The real source of all growth is human creativity and entrepreneurship, which always comes as a surprise to us, especially in the worst of times, as Rich Karlgaard notes. No amount of knowledge about the present can predict the specific profile and provenance of innovation. From the pits of the crash of 2000, when the Internet and the dot.com siege were famously dismissed as a barren “bubble,” came Google (nasdaq: GOOG - news - people ) and MySpace to rise up and take all the chips and establish a new Internet economy. If creativity was not unexpected, governments could plan it and socialism would work. But creativity is intrinsically surprising and the source of all real profit and growth.
Because the U.S. remains the world’s largest economy and still leads the world in business and technological creativity, the current crisis is mostly confined to boondoggles of finance. It will pass rapidly and evolve into a new boom. Emerging is a parallel unregulated financial system based on entrepreneurial creativity and invention.

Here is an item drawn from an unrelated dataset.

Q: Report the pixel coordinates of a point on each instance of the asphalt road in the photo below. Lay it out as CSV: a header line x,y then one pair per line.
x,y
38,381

At the heart of this multitrillion-dollar engine of growth are 741 venture capital firms that traffic in creativity as a business. These firms command $257 billion under management and have launched companies generating $2 trillion-plus in revenues. Complementing the venturers are some 10,000 hedge funds and private equity players, with upwards of $2 trillion under management. Like everything else, the hedge funds are down this year. But collectively losing 12%, they have succeeded in preserving the bulk of their capital. More important, these funds represent a vast laboratory of capitalist ferment and experimentation beyond the heavy hand of politics.